Not only has Asmina changed herself, she is also starting a ripple of change in her village. Now that she is studying in Rehna Government Middle School, the villagers have been coming up to her and asking her about her Udaan experience. Many girls from her village have also already enrolled in the Udaan programme. Asmina herself hopes to send her siblings to the Udaan Centre when they are old enough. We will like to wish little Asmina all the best in her future endeavours, and we hope she continues to be a role model to other females of Mewat.
To the girls in Udaan, 24 year old Poonam Gupta is mother, sister, headmistress and teacher all in one petite frame. Poonam’s candid and easygoing demeanour belies a steady maturity beyond her years, bringing a thought to mind – it is no wonder the Udaan programme is running smoothly and has done so much for these young girls. As headmistress, Poonam provides leadership to a group of young teachers. Her past 8 years of teaching experience adds value to the schedules and lesson plans that need to be adapted in weekly meetings with her team. In the capacity of a teacher, she is pleased that her students are very bright, likening them to clay that can “take on any form they want them to”. Poonam hopes to have support in organising exposure visits, for the students to learn what is happening in the world and to motivate teachers to play their part well. Ever forward-looking, she pushes also for basic English lesson for the girls.
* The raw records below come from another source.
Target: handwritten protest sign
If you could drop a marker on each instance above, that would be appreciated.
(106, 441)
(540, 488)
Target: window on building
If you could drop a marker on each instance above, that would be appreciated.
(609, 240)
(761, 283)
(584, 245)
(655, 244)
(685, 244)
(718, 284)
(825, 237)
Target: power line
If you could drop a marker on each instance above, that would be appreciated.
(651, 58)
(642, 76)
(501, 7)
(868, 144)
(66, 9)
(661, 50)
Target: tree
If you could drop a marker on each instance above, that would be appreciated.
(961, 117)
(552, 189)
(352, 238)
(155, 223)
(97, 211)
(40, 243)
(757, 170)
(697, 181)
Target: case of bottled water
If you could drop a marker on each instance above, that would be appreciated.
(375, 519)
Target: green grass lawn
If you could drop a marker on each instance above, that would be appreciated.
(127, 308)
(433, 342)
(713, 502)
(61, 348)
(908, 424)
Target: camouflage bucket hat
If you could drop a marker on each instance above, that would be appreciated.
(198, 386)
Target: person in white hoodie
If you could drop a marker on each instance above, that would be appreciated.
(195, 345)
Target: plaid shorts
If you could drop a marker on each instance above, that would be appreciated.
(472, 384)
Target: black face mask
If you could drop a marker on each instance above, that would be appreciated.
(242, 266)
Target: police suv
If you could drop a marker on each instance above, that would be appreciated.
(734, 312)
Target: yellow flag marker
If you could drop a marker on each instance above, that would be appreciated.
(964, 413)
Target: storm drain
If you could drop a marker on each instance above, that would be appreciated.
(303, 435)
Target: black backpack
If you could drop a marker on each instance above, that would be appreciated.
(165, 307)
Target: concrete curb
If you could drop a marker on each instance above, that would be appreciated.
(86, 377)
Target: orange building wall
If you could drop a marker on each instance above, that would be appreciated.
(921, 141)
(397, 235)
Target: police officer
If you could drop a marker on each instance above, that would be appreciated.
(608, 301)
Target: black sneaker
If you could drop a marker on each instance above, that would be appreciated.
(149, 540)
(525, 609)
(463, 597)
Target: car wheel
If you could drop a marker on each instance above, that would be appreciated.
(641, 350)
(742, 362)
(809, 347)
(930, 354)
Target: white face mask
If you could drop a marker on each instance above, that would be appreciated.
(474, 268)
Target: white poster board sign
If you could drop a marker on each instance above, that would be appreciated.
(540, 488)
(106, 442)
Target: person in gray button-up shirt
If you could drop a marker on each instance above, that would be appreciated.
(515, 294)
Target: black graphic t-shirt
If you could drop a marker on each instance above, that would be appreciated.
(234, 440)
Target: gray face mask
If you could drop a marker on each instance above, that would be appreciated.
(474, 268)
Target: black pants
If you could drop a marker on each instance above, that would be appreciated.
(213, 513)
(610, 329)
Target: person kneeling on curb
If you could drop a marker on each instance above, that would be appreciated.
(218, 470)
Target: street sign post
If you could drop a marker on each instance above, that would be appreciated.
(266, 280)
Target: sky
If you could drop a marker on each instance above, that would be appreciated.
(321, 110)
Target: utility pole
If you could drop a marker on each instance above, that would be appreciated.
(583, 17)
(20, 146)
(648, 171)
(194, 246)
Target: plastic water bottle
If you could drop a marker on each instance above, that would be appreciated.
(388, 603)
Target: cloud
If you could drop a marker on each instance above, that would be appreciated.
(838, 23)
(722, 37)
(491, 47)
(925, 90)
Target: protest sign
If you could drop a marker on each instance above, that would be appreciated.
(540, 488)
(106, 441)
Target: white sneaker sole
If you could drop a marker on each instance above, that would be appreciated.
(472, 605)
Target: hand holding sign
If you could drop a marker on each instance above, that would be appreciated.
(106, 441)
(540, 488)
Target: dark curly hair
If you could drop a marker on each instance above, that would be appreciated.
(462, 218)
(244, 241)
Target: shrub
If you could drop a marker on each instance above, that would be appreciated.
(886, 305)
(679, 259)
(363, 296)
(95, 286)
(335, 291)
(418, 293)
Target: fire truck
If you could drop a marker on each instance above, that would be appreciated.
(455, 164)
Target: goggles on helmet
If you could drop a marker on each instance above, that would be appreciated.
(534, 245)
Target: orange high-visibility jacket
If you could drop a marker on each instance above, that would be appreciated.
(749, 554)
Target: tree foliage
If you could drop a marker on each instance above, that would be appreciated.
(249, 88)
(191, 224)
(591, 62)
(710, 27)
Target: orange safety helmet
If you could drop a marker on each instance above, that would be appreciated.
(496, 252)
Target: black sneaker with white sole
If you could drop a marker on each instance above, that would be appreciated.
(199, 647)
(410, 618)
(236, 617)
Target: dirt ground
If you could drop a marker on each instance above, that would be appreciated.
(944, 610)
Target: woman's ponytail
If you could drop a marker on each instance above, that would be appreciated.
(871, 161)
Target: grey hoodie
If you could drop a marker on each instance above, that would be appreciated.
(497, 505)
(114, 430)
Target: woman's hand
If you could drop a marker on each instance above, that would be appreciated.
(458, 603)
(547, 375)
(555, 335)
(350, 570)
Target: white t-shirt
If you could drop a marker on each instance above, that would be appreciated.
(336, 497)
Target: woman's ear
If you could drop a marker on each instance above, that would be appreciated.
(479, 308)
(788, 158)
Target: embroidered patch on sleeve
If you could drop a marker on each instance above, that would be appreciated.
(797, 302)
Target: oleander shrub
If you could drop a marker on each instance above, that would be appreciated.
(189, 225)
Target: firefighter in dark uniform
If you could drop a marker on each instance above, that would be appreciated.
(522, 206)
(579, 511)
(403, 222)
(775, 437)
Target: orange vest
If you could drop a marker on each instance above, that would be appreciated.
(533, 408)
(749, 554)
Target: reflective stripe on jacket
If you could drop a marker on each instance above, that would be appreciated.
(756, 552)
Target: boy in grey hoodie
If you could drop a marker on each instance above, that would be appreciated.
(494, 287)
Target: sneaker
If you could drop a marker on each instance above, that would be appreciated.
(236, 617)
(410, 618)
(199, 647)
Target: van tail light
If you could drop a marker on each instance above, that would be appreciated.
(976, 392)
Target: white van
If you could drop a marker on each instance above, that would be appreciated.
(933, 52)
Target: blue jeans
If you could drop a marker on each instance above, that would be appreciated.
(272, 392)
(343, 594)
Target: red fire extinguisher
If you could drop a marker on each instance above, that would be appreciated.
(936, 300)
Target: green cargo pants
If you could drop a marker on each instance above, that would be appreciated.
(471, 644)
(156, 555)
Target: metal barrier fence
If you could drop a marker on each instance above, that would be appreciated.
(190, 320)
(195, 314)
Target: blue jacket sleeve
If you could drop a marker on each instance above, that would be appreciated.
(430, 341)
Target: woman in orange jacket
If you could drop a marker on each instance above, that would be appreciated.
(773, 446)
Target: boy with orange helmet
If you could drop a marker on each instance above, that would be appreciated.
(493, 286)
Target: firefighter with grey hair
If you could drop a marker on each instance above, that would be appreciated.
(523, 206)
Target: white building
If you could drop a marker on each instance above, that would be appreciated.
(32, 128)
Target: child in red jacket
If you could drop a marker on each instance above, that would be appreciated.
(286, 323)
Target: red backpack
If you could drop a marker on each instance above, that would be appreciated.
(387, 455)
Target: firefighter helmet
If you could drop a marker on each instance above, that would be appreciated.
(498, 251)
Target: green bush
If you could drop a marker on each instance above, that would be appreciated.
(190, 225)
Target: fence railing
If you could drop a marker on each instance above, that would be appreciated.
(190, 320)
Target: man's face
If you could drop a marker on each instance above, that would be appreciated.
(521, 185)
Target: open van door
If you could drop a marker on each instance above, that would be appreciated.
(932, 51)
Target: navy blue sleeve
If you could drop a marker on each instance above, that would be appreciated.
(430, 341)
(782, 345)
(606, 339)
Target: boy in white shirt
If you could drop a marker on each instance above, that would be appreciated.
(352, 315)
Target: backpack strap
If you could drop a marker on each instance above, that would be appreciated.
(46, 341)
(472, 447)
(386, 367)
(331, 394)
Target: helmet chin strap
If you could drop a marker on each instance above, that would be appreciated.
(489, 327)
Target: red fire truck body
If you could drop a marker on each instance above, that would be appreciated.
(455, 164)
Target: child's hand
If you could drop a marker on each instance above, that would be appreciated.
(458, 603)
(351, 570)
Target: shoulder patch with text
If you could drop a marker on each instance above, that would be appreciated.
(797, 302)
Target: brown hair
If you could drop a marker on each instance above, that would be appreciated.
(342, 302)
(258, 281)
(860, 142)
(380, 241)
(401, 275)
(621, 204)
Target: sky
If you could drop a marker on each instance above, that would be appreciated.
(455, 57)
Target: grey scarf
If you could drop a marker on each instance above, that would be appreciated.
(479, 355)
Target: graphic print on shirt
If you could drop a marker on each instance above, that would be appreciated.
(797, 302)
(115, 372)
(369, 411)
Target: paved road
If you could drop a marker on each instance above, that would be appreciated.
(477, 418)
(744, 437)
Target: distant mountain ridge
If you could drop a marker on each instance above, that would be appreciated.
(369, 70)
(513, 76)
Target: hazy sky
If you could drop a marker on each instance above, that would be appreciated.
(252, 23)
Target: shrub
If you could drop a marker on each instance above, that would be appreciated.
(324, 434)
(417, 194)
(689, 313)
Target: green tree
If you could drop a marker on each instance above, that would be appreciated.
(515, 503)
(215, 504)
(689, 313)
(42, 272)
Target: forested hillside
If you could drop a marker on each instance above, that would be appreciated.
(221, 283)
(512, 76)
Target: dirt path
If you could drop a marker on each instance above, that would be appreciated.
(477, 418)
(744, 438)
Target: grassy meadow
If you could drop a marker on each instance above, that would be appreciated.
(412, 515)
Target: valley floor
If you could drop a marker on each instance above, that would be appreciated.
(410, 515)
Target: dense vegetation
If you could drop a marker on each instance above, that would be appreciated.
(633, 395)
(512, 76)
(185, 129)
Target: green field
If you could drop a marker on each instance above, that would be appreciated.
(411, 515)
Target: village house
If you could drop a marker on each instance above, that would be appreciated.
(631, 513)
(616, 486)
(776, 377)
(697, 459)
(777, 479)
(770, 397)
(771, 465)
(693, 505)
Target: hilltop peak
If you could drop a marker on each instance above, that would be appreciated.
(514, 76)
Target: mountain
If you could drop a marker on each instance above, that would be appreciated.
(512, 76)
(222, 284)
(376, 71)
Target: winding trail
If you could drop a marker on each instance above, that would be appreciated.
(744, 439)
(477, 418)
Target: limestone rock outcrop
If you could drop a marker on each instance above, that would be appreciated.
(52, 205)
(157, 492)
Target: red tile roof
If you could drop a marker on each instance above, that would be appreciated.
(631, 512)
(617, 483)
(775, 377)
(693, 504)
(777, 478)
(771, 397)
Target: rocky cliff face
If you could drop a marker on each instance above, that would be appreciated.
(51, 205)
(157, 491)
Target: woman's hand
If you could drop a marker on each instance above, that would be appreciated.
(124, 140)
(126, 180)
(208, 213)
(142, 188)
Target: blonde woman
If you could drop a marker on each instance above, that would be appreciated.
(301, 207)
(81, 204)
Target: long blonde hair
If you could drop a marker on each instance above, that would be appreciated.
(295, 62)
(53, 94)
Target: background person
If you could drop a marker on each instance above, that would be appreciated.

Beyond an educator, Poonam is even more so a mother and sister to the girls in Udaan. Like a mother, she allays what fear her daughters have and keeps the home in order. Like an elder sister, her heart is for her younger siblings to learn to get along and love each other.
She lets on that when a run of Udaan begins, girls cry and have even tried to run away. For those who run away, she personally goes out to search for them and brings them home. She tells us that staying in one place for a long time comes across as a shock to the girls initially, “The children are used to the ﬁelds and moving about… they sometimes feel like this is a jail.” Still, Poonam does not allow the initial apprehension to prevent girls from receiving the education that she believes will “allow them to achieve whatever they want… and be someone in life”. In an orientation programme before any lessons begin, activities are organised to make the girls feel more at home – Girls are paired in games, henna sessions arranged, sleeping arrangements decided on, and rooms decorated. This period of bonding is just the beginning of friendships that will last them even beyond these eleven months in Udaan.
Only returning home for a day or two each month, Poonam confesses she sometimes feels down about being away from friends and family. Not allowing herself to dwell on this, she quickly recovers her chirpy smile as she remembers why she still loves teaching. Being able to “make a difference in someone’s life, especially female children” brings Poonam great pleasure. While the belief that it is useless educating a daughter is still common in Mewat, she is glad to see that this mindset has been changing lately, with Udaan receiving greater support. Poonam wishes for all her girls to study as far as they can, telling us, “Education forms and shapes a person, and exposes us to the real world. I hope my students will stand on their own two feet.” And as a run of Udaan draws to a close and her students sit for the examinations to be placed in the 11th standard in mainstream schools, she knows that she is standing in the right place.